# How to draw a surface in polar coordinates

I want to draw a figure in this post, but the result that I draw according to the following method is quite different from that in the post.

ParametricPlot3D[{r Cos[θ], r Sin[θ],
r^2*4 Mod[(1/r - θ/(2 π)),
1] (1 - Mod[(1/r - θ/(2 π)), 1])}, {θ, 0,
2 π}, {r, 0, 1}, PlotPoints -> 25, BoxRatios -> {1, 1, 1},
PlotRange -> {-1, 1}] How can I draw a graph which is basically the same as the above one?

## 2 Answers

The plots that you are trying to reproduce appear to use Plot3D rather than ParametricPlot3D

Clear["Global*"]

g[r_, θ_] := Module[
{t = Mod[1/r - θ/(2 π), 1]}, 4 t (1 - t)]

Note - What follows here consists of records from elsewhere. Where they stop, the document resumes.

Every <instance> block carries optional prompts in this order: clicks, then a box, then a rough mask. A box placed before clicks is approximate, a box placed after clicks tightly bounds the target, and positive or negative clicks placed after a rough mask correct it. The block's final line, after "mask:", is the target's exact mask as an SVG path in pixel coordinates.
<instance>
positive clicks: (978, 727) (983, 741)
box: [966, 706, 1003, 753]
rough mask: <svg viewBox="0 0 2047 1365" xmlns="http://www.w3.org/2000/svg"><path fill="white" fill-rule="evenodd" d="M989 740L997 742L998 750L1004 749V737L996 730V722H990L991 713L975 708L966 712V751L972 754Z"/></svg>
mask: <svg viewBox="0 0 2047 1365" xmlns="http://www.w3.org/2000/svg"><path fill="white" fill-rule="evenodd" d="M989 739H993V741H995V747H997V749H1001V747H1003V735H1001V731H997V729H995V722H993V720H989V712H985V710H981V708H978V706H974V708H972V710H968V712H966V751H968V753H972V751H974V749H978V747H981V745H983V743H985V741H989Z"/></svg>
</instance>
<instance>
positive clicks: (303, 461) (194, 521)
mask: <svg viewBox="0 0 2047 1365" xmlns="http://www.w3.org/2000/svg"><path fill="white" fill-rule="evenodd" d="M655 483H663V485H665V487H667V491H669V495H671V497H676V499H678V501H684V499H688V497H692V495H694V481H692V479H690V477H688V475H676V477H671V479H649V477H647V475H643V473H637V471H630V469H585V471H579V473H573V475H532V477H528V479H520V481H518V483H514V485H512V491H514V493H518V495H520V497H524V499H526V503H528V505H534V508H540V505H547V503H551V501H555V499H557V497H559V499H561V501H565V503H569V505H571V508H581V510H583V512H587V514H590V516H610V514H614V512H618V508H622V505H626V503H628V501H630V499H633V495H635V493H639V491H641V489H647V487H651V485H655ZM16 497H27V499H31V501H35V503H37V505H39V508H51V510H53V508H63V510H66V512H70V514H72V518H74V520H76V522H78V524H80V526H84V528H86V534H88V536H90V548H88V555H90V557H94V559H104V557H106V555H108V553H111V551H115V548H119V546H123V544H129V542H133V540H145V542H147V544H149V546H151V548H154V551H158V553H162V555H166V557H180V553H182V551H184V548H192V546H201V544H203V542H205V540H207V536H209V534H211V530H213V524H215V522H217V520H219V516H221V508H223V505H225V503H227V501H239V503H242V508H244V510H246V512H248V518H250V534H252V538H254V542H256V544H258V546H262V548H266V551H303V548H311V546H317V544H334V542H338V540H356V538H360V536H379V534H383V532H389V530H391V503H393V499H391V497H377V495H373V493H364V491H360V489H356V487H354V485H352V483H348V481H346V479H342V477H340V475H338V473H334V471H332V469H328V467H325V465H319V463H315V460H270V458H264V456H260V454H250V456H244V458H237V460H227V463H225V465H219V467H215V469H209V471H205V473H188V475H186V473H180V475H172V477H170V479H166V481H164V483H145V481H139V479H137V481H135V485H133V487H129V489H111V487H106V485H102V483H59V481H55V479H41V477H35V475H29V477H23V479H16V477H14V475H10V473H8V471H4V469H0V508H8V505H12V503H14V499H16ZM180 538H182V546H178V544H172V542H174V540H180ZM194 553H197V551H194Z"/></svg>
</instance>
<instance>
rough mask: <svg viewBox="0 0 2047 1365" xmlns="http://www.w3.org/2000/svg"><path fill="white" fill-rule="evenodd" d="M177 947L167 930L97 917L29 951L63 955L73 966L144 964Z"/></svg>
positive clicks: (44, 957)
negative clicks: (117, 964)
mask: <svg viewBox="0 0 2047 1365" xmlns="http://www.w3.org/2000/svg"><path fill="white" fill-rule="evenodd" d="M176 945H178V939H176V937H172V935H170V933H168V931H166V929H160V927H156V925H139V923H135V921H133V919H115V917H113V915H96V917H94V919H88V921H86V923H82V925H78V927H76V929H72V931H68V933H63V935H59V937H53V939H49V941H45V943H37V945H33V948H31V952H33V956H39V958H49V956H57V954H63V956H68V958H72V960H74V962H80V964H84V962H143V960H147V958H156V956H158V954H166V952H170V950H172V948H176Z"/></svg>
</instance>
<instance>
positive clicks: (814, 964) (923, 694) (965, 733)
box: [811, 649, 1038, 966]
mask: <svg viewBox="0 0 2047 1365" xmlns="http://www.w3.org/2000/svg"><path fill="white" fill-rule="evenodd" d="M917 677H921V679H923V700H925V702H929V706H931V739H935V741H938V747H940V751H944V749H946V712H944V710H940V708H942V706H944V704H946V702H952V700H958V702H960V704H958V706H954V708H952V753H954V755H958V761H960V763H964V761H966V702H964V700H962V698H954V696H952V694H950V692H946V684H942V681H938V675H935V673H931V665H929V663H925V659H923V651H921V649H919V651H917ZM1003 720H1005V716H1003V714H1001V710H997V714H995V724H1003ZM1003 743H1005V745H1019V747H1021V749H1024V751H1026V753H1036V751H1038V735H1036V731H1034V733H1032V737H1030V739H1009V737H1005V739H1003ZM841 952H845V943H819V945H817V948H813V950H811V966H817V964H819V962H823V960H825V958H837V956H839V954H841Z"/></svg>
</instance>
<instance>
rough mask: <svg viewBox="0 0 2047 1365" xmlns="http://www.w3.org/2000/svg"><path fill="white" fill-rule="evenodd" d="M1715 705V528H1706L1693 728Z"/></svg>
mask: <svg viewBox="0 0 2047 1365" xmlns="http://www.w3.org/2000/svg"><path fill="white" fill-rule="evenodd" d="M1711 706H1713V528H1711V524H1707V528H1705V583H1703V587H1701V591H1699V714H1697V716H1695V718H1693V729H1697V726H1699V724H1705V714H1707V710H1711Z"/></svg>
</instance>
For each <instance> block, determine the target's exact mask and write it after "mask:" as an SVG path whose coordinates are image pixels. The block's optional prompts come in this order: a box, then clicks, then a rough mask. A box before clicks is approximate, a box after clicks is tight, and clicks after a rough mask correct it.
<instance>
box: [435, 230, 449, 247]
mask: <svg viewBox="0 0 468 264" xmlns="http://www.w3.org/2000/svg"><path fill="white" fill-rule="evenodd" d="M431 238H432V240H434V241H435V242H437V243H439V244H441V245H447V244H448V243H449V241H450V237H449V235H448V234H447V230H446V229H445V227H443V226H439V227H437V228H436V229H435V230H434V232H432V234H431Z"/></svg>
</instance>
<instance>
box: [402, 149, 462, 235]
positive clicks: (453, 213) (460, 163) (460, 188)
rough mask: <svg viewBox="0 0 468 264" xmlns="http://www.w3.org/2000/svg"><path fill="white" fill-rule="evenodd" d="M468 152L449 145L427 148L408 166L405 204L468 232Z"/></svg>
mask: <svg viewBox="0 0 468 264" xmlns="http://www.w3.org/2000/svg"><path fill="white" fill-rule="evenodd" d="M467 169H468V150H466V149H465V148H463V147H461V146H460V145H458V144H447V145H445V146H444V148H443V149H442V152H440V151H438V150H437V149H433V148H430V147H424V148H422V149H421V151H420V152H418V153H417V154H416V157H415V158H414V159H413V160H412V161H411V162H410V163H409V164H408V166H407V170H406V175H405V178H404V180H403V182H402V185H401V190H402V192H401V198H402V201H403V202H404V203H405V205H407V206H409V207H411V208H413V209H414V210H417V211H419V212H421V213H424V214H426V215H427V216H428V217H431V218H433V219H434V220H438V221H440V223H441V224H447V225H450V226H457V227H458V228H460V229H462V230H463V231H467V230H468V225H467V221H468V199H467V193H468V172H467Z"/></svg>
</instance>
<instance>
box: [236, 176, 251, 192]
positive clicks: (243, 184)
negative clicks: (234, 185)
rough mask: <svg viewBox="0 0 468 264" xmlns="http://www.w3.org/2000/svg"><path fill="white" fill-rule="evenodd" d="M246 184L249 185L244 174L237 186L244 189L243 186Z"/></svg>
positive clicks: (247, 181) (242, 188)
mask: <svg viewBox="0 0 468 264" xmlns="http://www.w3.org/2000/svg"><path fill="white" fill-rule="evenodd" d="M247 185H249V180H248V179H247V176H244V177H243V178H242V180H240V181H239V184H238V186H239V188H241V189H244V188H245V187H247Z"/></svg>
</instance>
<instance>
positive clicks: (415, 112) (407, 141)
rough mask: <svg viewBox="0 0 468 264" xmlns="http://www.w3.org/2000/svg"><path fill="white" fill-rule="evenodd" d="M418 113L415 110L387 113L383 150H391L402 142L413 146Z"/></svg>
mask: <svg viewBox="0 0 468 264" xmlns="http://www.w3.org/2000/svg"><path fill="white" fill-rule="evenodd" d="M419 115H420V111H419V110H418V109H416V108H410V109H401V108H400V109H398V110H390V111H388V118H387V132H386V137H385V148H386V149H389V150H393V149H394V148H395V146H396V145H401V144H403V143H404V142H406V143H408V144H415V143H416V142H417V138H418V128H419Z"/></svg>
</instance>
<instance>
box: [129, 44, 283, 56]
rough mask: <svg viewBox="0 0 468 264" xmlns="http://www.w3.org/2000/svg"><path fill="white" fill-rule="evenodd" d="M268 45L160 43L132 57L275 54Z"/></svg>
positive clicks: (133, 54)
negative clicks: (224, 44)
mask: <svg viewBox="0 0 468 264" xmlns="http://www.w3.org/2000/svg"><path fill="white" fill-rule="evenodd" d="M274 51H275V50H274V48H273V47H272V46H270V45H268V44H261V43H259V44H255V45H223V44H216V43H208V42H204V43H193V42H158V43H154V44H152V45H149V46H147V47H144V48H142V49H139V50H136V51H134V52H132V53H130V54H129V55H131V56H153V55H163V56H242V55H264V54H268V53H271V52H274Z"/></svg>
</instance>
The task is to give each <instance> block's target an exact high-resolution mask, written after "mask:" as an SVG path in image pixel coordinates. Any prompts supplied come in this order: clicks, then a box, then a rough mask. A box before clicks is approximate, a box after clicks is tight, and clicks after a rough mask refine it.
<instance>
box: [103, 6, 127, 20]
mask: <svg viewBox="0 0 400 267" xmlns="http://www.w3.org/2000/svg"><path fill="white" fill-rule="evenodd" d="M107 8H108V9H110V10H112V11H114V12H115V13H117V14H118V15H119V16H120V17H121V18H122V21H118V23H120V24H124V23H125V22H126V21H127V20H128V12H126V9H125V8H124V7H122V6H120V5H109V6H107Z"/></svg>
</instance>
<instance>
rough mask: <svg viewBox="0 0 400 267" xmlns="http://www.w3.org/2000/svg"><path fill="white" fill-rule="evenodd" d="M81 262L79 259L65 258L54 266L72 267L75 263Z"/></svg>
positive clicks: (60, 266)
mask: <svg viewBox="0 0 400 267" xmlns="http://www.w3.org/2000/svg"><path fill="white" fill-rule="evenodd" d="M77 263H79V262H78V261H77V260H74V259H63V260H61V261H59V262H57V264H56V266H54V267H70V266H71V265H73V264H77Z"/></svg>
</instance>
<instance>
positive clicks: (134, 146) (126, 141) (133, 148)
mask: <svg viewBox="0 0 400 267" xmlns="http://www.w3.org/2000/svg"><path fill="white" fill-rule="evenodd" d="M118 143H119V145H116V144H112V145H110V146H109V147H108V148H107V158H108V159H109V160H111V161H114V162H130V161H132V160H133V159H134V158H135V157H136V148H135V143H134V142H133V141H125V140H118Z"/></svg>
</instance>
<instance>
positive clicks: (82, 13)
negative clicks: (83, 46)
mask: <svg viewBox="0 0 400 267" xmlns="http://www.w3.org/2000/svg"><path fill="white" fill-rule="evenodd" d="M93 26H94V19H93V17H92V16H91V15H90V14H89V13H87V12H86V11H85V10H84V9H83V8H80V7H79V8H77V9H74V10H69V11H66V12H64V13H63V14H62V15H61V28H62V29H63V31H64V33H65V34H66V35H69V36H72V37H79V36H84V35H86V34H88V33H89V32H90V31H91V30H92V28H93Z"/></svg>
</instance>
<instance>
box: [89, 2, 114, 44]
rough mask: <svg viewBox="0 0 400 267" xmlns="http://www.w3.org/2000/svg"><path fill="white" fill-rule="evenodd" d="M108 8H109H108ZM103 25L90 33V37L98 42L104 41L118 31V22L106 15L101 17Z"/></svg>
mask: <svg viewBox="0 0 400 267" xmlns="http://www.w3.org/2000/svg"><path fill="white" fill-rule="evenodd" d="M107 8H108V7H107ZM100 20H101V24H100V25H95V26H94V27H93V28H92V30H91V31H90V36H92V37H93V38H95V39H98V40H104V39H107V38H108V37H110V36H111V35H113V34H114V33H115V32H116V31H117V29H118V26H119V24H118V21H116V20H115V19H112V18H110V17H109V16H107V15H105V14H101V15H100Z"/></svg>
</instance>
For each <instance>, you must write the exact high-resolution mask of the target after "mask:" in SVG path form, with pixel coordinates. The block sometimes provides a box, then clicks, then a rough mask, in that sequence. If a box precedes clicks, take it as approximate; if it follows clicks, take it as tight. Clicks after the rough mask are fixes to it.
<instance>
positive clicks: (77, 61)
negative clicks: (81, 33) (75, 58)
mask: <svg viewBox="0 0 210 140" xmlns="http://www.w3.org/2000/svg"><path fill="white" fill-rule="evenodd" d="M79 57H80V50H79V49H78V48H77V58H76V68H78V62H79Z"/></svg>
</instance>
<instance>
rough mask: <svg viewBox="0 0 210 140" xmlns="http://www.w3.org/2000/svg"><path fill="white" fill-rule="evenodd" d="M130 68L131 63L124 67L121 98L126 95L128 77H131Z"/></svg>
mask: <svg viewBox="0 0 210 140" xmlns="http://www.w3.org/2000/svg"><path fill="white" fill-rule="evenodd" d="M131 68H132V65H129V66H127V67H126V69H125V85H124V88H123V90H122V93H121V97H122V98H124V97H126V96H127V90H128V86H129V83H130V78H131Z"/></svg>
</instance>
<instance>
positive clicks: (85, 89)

plt1 = With[{r = Sqrt[x^2 + y^2], θ = ArcTan[x, y]},
Plot3D[r^2*g[r, θ], {x, -1, 1}, {y, -1, 1},
PlotPoints -> 200,
PlotRange -> {{-1, 1}, {-1, 1}, {0, 1.9}},
Mesh -> None,
Exclusions -> None,
AxesLabel -> Automatic]];

plt2 = With[{r = Sqrt[x^2 + y^2], θ = ArcTan[x, y]},
Plot3D[g[r, θ], {x, -1, 1}, {y, -1, 1},
PlotPoints -> 200,
PlotStyle -> Opacity[0.75],
PlotRange -> {{-1, 1}, {-1, 1}, {0, 1}},
Mesh -> None,
Exclusions -> None,
AxesLabel -> Automatic]];

GraphicsRow[{plt1, plt2}] • PlotTheme -> "Classic" if you want the old school look. – flinty Jun 29 '20 at 12:43

Adding the following styling options gets you closer, but you will have to experiment to get your desired effect:

ParametricPlot3D[{r Cos[θ], r Sin[θ],
r^2*4 Mod[(1/r - θ/(2 π)),
1] (1 - Mod[(1/r - θ/(2 π)), 1])}, {θ, 0,
2 π}, {r, 0, 1}, PlotPoints -> 50, BoxRatios -> {1, 1, 1},
PlotRange -> {-1, 1}, Mesh -> 25,
MeshStyle -> Directive[Gray, Opacity[0.2]], PlotPoints -> 75,
PlotStyle -> Directive[LightBlue, Opacity[0.5]],
PerformanceGoal -> "Quality"]
`